He missed most of the season with an injury that finally required surgery and has worked at a fever pitch in his rehab efforts to get to spring training healthy-- ready to reclaim his leadoff spot in the Met order. But Jerry Manuel now indicates he may want to bat Jose Reyes in the third spot because he wants him to begin to evolve into a run producer rather than merely a run-scoring threat.

Just 12 months ago, Manuel thought about this idea because he felt Reyes could benefit from batting third and just as importantly, Luis Castillo could use the leadoff spot to jump start his offensive game. But the switch made very little sense at that time because the middle of the Met lineup already had 3 potent bats--Delgado, Wright, and Beltran--and switching positions was a risky move especially given the fact Reyes has to miss several weeks of spring training while playing at the WBC.

Because of the injury to Carlos Beltran and the fact that the Met power bats are all right handed hitters, it might makes sense to move Reyes down and insert Angel Pagan in the leadoff spots in the order giving Manuel three switch hitters in the top third of their lineup. It will also allow him to separate some of the right handed power bats in the order by going Wright-Bay-Murphy-Francoeur until Carlos Beltran returns.

So how does Reyes feel about the switch? On the surface, he is saying all the right things but you get the sense he perceives himself as a lead off hitter that catalyzes the Met offense. And the last thing you want from Reyes is a notion that he needs to hit homers in his new home in the order. Then there is the issue of what to do once Beltran returns? If Reyes is hitting well in the 3-hole, do you leave him there and where do you bat Beltran? It seems to me that's the real fly in the ointment here as the last thing you want to do is define the role of Reyes and then have to redefine it 30 games into the season.

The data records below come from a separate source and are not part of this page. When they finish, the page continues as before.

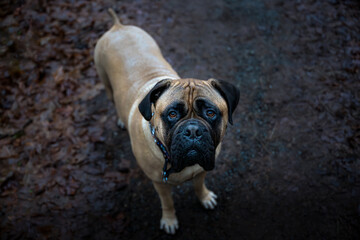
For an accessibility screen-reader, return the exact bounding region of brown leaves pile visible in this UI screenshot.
[0,1,128,234]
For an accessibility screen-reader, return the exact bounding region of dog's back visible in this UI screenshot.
[94,10,179,126]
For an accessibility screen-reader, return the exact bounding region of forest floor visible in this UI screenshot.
[0,0,360,240]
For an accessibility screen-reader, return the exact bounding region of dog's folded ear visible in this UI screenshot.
[139,79,170,121]
[209,78,240,125]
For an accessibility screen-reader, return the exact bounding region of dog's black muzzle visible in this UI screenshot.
[170,119,215,172]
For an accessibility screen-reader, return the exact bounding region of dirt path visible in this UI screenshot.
[0,0,360,239]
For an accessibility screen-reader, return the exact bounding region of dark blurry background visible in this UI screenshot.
[0,0,360,239]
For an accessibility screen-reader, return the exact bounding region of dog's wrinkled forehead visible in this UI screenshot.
[155,78,227,111]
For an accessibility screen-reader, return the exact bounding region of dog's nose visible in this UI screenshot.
[184,124,202,139]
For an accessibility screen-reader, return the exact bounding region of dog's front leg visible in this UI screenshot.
[153,182,179,234]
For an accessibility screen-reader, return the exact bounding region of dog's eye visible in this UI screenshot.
[169,111,177,119]
[206,110,215,118]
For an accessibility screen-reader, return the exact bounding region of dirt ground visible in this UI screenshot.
[0,0,360,239]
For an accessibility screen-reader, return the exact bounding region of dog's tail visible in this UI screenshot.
[108,8,123,27]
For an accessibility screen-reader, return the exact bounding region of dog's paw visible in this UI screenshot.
[160,217,179,234]
[200,191,217,209]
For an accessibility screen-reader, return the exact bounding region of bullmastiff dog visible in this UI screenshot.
[94,9,240,234]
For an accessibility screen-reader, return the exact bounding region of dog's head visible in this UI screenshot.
[139,79,240,172]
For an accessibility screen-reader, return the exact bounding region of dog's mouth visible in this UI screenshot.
[169,121,215,172]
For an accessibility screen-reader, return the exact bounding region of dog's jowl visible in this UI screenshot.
[94,10,239,234]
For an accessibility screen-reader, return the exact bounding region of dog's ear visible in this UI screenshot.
[139,79,170,121]
[209,78,240,125]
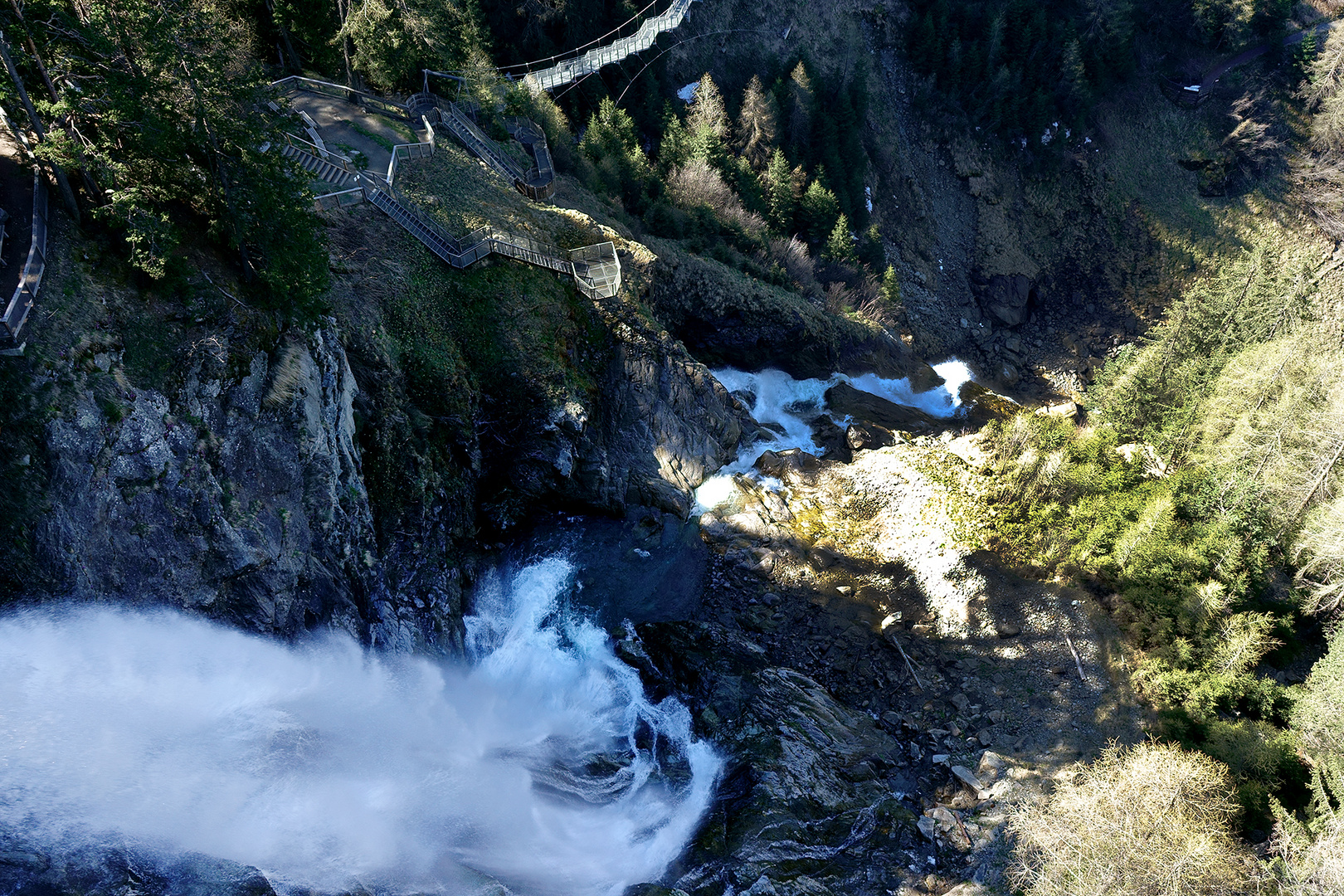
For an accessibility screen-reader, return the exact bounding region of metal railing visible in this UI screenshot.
[270,75,403,122]
[524,0,695,90]
[313,187,366,211]
[288,80,621,298]
[0,168,47,347]
[387,141,434,187]
[363,187,621,298]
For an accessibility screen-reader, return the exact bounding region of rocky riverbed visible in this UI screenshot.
[645,431,1142,896]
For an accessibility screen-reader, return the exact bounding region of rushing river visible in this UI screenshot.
[695,358,973,510]
[0,558,722,896]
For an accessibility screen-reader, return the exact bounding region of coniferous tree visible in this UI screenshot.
[798,180,840,243]
[785,61,816,160]
[579,97,653,211]
[761,149,797,234]
[35,0,327,310]
[738,75,780,171]
[821,212,859,267]
[685,72,728,164]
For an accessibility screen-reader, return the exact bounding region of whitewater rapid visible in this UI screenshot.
[695,358,973,510]
[0,558,722,896]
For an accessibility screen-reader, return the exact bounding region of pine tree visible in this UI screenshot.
[786,61,816,160]
[685,72,728,163]
[798,180,840,243]
[738,75,780,171]
[821,213,859,267]
[879,265,906,326]
[35,0,328,313]
[579,97,653,210]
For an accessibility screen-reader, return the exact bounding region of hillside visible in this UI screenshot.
[0,0,1344,896]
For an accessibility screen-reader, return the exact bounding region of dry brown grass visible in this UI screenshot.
[1010,743,1251,896]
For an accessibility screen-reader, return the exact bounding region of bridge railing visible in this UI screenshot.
[524,0,694,90]
[313,187,367,211]
[387,141,434,187]
[0,168,47,344]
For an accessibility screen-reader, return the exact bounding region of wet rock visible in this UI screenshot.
[952,766,985,798]
[625,884,693,896]
[639,623,918,894]
[808,544,840,572]
[844,423,897,451]
[648,251,928,377]
[755,449,821,486]
[808,414,854,464]
[35,328,392,647]
[942,880,989,896]
[976,750,1008,783]
[1036,402,1078,421]
[826,382,938,435]
[971,274,1035,326]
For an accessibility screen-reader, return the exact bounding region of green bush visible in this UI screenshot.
[986,414,1296,825]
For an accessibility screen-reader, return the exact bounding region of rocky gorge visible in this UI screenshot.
[0,2,1317,896]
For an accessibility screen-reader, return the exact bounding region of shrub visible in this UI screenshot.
[1010,743,1249,896]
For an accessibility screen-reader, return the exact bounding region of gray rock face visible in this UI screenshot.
[826,382,938,432]
[976,274,1032,326]
[548,341,754,517]
[648,252,918,377]
[621,623,921,896]
[35,329,461,647]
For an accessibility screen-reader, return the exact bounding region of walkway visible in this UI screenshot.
[523,0,695,90]
[0,120,47,354]
[274,78,621,298]
[1191,19,1342,100]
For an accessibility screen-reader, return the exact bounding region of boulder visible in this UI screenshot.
[976,274,1035,326]
[631,622,925,896]
[808,414,854,464]
[755,449,821,486]
[826,382,938,431]
[844,423,897,451]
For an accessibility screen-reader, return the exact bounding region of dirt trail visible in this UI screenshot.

In many ways once the Mets obtained Jason Bay the Reyes experiment should have been abandoned and I think it was until Carlos Beltran went under the knife. But the value of Reyes lies in him leading off the game--getting on base and moving around the bases with as little as 2 smartly placed outs putting the Mets on the scoreboard in the game's first inning. That was the equation in 2006 when they scored the most first inning runs in the sport and by the way, won the NL East. That initial tally put real pressure on the other team and put the Mets in early control of the game. And in a big ballpark like CitiField that's a pretty good strategy.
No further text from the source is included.